Early in the year, the organization I was working for transferred me to a different work site. My new office was located in an Army hospital. I was meeting new people, and a few of them that stopped by my office told me about their relationship with Christ. I wasn’t turned off by this, but no one had ever engaged me in conversations about their religious experience. I always thought a person’s relationship with Christ was a private matter, not something to be discussed openly.
A couple of people started inviting me to their churches, and out of politeness and curiosity I would attend. I found the services interesting, but wasn’t motivated to explore the possibility of joining.
One day I received a call from a high school classmate. I hadn’t spoken to her in 10 years. How she found me, I do not know. She called to invite me to her baptism. I was amazed and excited for her, so I agreed to attend. By the end of the service I knew I had found what I longed for. I can’t tell you what the message was that day, but the presence of the Lord was in that place.
In 1988 the most beautiful thing happened: Jesus came into my life in such a gentle way.
I remember sitting in that church longing to belong, to feel, to know this God everyone around me seemed to know.
I immediately requested Bible studies, and my life started to change . . . finally. Why? Because the psalmist said, “The entrance of thy words giveth light; giveth understanding unto the simple” (Ps. 119:130, KJV).
I learned through those studies that Jesus loved me just the way I was, but He refused to leave me the way He found me. He planned to restore His image in me. I can’t tell you how excited and appealing this was to me, because I didn’t like the person I had become. I was tired of the emptiness, trying to fill it, often failing. I was tired of being afraid of relationships and avoiding them so I wouldn’t be hurt.
In those studies and conversations with individuals in my Bible study group, I learned that Jesus loved me simply because I existed, and He cared for and about me. I knew that I didn’t deserve His love, but praise God, He believed that I was worth dying for. The following year, on November 3, 1989, I was baptized in that same church and baptismal pool.
Although I’ve had many challenges since giving my heart to the Lord, through the grace of God I am not the same person who walked into that church 30 years ago. I have grown and continue to grow in Christ, and I have never regretted my decision to give my life to Him.
One such challenge came in the form of a learning disability. In 1993 I was officially diagnosed with a learning disability that affects my ability to read, write, and spell. For years, even after becoming a Christian, I was ashamed of my reading and writing skills.
Somehow (only God knows) I finished my bachelor’s degree and went on to receive my doctorate in educational psychology. God wasn’t finished—He wanted me to write for Him. Imagine that, a person who struggles with writing and spelling writing for God.
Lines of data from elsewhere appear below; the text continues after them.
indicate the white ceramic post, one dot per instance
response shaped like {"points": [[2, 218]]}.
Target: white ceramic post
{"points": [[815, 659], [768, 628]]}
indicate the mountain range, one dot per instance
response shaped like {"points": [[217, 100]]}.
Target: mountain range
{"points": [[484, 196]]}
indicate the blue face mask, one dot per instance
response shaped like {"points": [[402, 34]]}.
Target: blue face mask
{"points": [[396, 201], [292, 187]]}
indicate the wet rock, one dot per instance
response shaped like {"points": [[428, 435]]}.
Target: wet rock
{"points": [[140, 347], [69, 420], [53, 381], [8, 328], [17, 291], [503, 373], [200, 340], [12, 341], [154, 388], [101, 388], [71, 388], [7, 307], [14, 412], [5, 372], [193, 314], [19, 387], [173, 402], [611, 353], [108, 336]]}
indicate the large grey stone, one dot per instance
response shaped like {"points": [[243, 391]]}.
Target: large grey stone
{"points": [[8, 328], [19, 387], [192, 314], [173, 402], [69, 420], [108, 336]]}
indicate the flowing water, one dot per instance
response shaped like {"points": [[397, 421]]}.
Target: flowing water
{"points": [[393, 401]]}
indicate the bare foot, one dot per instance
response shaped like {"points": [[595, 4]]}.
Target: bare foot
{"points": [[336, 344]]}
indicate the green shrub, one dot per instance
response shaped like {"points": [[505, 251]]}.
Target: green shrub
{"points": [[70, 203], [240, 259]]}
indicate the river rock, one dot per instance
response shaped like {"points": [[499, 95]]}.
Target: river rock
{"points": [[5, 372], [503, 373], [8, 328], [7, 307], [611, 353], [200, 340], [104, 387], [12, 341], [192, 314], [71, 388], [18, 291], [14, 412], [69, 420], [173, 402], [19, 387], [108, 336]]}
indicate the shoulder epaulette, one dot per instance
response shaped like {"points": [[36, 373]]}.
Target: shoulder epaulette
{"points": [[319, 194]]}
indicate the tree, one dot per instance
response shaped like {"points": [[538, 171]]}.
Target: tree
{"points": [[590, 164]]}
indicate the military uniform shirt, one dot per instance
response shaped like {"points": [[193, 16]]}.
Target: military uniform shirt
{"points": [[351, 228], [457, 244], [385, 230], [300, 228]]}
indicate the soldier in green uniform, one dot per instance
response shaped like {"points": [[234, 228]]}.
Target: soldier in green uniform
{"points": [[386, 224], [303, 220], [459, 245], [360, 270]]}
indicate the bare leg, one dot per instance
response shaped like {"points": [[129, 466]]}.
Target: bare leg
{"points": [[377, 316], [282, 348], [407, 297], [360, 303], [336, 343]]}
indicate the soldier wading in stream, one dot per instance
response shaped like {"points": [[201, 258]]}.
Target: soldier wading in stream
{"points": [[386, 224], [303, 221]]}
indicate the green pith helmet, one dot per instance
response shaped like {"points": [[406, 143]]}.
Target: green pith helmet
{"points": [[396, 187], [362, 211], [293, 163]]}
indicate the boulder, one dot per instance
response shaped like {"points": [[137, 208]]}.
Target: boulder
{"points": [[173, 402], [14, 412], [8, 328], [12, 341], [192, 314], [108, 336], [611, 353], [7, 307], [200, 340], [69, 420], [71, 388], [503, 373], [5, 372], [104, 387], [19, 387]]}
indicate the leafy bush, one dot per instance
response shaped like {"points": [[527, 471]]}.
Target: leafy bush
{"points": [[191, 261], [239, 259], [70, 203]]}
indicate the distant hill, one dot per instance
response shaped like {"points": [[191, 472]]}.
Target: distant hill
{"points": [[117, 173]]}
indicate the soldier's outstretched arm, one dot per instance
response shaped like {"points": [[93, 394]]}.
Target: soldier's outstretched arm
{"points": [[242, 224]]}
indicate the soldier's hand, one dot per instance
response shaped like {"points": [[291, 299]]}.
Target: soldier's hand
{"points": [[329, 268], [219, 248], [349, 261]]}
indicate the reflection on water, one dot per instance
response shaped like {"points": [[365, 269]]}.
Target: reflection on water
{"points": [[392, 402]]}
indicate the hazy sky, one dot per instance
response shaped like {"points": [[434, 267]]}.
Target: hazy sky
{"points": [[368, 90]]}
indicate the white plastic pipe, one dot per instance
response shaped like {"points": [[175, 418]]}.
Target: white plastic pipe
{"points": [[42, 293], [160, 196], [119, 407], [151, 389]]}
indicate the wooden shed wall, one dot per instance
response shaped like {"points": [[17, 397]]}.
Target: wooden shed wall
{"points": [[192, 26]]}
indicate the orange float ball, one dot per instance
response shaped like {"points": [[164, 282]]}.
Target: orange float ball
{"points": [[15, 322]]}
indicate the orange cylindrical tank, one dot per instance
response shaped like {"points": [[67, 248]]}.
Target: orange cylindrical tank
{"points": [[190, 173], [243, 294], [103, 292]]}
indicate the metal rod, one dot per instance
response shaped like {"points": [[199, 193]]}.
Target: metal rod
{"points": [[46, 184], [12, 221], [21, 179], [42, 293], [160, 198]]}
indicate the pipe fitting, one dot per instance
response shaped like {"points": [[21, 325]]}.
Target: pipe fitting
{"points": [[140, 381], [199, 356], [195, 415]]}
I often say that God has an interesting sense of humor.
As has been said, He does not call those who are qualified, He qualifies those who respond to His call. It took some convincing from Him, but I finally said yes to Him.
Now I encourage others to say yes. Not just to work for Christ, but to live for Him. I can and do attest that living for and working with Christ is the greatest and most fulfilling relationship and experience you will ever have. I am daily humbled that God so loved me that He sent His Son to die for me, the ungodly, that I may live His righteous life. Oh, how great is His love, mercy, and grace toward me!
This testimony was first published in the ASI newsletter, November 2020.
Hope Beale is an education psychologist and author of Dyslexia: Dare to Be Restored to the Image of Christ; her White Raiment Publication ministry focuses on deepening relationships with Christ.